Medical School and Residency Requirements

The road to becoming a GP starts with a strong educational foundation. You will need a bachelor’s degree encompassing core science courses like biology, chemistry, organic chem, and physics to apply for medical school. Coursework in mathematics, statistics, social sciences, and humanities also helps prepare for the medical college admissions test (MCAT). 

Once in medical school, you will spend the first two years in classroom and lab work covering pharmacology, pathology, anatomy, physiology, clinical skills, medical ethics, and more. Then you will complete clinical rotations seeing patients in specialties like internal medicine, pediatrics, psychiatry, surgery, and of course family medicine. This allows you to gain experience with common conditions and procedures while further clarifying your career path.

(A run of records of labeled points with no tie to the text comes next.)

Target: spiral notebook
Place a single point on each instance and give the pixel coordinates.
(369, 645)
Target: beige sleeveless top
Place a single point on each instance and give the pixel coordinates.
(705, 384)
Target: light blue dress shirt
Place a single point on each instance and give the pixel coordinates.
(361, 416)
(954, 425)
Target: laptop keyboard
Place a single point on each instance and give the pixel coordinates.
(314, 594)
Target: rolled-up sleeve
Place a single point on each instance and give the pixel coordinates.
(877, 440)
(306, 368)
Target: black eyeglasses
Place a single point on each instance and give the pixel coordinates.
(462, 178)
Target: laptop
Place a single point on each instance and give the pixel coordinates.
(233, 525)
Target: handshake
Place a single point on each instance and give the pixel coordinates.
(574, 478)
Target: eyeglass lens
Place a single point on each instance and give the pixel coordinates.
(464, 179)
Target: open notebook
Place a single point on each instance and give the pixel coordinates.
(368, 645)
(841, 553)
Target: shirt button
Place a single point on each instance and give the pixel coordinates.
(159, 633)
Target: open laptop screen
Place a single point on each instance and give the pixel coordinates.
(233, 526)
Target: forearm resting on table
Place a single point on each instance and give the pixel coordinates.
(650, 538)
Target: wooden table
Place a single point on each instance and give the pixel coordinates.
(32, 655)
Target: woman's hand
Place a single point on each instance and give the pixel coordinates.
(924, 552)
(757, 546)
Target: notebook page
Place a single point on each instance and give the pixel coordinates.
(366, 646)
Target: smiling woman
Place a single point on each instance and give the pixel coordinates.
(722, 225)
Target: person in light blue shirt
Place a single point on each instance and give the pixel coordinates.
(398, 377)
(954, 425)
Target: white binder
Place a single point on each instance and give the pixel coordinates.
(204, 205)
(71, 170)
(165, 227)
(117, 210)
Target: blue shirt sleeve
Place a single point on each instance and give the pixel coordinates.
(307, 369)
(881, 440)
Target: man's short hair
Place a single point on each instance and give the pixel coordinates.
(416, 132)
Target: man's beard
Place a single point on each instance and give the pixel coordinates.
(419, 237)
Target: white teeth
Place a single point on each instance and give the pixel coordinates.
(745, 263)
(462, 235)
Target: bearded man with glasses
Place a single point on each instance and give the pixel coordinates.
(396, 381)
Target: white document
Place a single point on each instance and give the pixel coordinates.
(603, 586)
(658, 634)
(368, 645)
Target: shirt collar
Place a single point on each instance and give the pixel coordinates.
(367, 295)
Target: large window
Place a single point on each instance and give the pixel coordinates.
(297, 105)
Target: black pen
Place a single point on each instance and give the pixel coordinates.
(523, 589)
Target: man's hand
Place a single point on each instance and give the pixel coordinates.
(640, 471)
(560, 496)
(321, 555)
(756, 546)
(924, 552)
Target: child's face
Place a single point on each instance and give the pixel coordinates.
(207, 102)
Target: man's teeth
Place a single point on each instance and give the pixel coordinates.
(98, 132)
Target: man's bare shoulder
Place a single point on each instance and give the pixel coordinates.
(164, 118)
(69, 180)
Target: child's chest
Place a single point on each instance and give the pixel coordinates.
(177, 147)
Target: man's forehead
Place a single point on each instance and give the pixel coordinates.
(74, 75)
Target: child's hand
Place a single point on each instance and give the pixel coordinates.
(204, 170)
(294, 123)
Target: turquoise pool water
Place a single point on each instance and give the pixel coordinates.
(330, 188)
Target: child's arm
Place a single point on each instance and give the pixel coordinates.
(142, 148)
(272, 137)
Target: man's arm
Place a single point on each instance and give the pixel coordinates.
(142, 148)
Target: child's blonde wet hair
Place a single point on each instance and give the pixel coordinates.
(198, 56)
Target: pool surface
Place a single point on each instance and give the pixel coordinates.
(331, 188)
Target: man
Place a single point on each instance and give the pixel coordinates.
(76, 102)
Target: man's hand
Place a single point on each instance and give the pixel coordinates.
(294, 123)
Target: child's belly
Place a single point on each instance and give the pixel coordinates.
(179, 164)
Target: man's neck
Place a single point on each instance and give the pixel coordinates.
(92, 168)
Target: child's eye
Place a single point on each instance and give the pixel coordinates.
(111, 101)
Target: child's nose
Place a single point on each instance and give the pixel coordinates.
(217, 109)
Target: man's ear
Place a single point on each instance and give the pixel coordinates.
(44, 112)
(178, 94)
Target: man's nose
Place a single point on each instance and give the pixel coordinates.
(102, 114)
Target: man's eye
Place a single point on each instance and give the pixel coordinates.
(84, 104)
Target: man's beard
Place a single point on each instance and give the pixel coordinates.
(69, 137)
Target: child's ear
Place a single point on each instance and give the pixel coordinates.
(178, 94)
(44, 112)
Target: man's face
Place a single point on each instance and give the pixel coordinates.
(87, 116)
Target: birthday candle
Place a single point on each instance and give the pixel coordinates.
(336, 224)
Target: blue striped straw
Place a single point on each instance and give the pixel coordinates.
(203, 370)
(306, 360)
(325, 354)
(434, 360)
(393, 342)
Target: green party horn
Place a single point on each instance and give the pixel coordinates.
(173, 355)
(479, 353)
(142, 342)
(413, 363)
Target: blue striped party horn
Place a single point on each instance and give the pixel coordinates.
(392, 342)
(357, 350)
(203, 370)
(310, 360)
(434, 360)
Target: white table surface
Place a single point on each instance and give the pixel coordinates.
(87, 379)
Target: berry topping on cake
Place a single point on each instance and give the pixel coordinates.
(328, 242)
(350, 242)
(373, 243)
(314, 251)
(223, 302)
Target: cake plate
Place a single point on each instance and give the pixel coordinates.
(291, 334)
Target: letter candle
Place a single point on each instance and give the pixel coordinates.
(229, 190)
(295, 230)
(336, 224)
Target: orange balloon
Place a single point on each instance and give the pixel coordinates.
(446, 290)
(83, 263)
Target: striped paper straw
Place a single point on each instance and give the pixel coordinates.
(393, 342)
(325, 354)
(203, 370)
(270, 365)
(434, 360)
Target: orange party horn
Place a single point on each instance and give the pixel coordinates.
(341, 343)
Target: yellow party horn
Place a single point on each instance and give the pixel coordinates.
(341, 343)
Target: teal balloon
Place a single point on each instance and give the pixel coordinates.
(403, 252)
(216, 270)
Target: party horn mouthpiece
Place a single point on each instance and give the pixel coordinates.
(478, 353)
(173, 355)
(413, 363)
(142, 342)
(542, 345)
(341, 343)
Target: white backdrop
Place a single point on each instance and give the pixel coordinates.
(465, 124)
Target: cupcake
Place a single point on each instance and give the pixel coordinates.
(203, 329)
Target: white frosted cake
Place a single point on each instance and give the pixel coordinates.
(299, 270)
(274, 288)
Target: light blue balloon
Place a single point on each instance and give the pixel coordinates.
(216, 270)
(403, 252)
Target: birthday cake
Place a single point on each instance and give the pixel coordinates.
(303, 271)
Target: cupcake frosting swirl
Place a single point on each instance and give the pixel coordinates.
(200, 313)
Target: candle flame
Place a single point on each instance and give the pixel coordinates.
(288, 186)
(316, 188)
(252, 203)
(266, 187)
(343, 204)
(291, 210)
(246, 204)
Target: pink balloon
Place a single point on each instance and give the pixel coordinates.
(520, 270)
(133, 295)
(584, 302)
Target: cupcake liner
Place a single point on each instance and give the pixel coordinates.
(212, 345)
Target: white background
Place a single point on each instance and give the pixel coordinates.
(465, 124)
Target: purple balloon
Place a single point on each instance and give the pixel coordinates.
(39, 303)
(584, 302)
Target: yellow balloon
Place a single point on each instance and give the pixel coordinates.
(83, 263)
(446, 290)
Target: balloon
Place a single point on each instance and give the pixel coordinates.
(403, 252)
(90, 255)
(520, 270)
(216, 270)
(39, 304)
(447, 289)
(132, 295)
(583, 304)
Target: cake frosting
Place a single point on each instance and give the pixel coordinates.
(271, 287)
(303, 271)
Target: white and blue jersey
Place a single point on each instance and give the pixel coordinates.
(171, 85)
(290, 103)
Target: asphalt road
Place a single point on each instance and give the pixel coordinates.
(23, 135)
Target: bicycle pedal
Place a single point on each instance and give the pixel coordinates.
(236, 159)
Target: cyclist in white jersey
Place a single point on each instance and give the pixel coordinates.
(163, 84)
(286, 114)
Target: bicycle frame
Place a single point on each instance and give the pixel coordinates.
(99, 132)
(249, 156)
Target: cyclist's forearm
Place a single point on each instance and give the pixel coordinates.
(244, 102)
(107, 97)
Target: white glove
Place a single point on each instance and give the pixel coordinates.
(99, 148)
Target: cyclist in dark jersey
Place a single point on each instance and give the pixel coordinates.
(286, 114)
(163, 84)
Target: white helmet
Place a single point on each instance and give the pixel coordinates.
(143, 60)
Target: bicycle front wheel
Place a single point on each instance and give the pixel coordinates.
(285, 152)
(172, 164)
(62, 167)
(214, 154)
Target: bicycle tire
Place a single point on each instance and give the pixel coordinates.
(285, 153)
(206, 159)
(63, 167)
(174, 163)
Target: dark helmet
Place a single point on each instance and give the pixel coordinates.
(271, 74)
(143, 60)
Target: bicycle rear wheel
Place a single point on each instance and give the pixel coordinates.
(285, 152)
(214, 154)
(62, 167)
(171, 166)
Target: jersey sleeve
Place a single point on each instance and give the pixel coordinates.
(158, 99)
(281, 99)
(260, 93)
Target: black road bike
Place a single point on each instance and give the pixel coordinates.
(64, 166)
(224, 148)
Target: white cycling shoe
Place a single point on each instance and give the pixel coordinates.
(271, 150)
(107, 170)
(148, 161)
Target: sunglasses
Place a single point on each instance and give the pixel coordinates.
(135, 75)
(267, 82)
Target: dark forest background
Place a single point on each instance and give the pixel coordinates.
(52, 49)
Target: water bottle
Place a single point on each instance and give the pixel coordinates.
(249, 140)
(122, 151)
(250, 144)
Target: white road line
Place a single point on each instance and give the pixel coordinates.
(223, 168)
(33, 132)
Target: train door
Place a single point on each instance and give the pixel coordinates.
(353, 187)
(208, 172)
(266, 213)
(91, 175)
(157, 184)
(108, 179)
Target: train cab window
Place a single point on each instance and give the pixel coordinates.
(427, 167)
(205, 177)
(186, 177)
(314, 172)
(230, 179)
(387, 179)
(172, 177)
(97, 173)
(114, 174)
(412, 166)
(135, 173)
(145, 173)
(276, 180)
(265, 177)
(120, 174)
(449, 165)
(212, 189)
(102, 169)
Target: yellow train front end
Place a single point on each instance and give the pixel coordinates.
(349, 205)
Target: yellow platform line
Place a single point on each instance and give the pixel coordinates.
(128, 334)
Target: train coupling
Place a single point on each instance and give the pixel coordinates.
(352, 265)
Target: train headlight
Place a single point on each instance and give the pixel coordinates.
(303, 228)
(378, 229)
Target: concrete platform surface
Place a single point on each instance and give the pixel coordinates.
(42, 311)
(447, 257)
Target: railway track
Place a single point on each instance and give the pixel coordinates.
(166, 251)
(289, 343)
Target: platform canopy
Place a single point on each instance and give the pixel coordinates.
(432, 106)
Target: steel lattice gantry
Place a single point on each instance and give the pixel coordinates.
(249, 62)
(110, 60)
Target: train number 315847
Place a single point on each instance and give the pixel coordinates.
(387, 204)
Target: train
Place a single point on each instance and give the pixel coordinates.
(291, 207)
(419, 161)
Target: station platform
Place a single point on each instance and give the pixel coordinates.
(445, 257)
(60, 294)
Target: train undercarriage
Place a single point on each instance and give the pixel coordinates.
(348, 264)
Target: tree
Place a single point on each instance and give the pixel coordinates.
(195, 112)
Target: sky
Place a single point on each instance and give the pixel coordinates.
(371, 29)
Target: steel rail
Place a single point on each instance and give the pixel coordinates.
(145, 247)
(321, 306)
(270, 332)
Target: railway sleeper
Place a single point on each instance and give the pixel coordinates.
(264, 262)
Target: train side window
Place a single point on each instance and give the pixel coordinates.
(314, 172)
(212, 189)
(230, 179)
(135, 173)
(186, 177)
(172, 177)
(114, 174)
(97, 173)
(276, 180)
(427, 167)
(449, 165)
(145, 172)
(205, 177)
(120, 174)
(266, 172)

After graduating, you must complete a three-year family medicine residency program focused on outpatient training across demographics. This advanced clinical preparation covers prenatal to elder care, preventive health, and diagnosis and management of various acute and chronic illnesses. You will also interpret tests and perform minor office procedures under supervision.

When residency training is finished, you are ready to become board-certified in family medicine through the American Board of Family Medicine. This demonstrates your advanced expertise in whole-person, continuing care to employers and patients. Though not all states require board certification to practice, many healthcare institutions prefer or mandate it. Certification shows commitment to excellence and continuing education.

Building Your Career

Newly minted family physicians have options when starting their careers. Opportunities exist in smaller private practices, larger multi-specialty clinics, community health centers, hospital systems, academic medical centers, the military, and more. Settings range from rural to urban and local to international. The demand for primary care physicians continues growing with the aging population and increased focus on preventive care and chronic disease management.

When investigating potential employers, consider the patient population and needs, resources available, practice philosophy, colleague support, leadership structure, schedule flexibility, compensation model, and work-life balance. Visit practices that interest you and ask many questions at interviews to find the best fit.

Also, determine if you want to join an existing practice or start your own. Buying into a small practice with established patients versus slowly building from scratch require different financial considerations. Opening a new practice also demands substantial business planning for legal, billing, marketing, hiring, location scoping, and insurance contracting processes. Though rewarding for entrepreneurs, self-employment is not for everyone. 

Regardless of setting, lifelong learning is integral as medicine continuously evolves. Expect to devote regular time to reading journals, taking continuing medical education (CME) courses, and honing diagnostic and procedure skills. And remember good work-life balance and self-care are essential to avoid the high rate of physician burnout. But with passion for patient care and relationships, family doctors find the demands of the job worthwhile.

Making a Difference from Day One

Embarking on the path to become a family physician is no small feat, requiring years of education and training. But if making a difference through continuity of care and whole-person health resonates with you, it is likely an immensely rewarding career. From cradle to grave, general practitioners develop meaningful relationships with patients across life stages. By combining your scientific knowledge, detective skills, procedurals abilities, and compassion, you can be the trusted resource patients turn to first in sickness and health. If that possibility excites you, start preparing now to join this vital profession. You may find, like so many other general practitioners, that it is a perfect fit and your life’s calling.